Sejumlah dokumen pengadilan mengungkap bahwa pendekatan tersebut dilakukan hanya beberapa hari sebelum sidang dimulai. Musk bahkan disebut telah menghubungi salah satu petinggi OpenAI guna mengetahui peluang kompromi, tetapi situasi justru berkembang ke arah konfrontasi terbuka.
Kasus ini dinilai memiliki dampak luas terhadap industri kecerdasan buatan. Jika gugatan Musk dikabulkan, bukan tidak mungkin akan terjadi perubahan besar dalam tata kelola perusahaan AI, termasuk pada struktur kepemimpinan di OpenAI.
Di sisi lain, terdapat usulan dari internal OpenAI agar kedua pihak menghentikan sengketa hukum dan memilih jalan damai.

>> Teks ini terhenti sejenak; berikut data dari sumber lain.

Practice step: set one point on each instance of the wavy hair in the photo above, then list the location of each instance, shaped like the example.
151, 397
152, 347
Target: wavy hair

Namun, respons dari Musk menunjukkan sikap tegas yang menyoroti potensi risiko reputasi bagi pihak yang terlibat.
Musk sendiri menuding bahwa OpenAI telah menyimpang dari tujuan awalnya dan mengambil keuntungan secara tidak seimbang. Persidangan ini pun diperkirakan akan menjadi salah satu momen penting yang dapat memengaruhi arah perkembangan industri AI ke depan.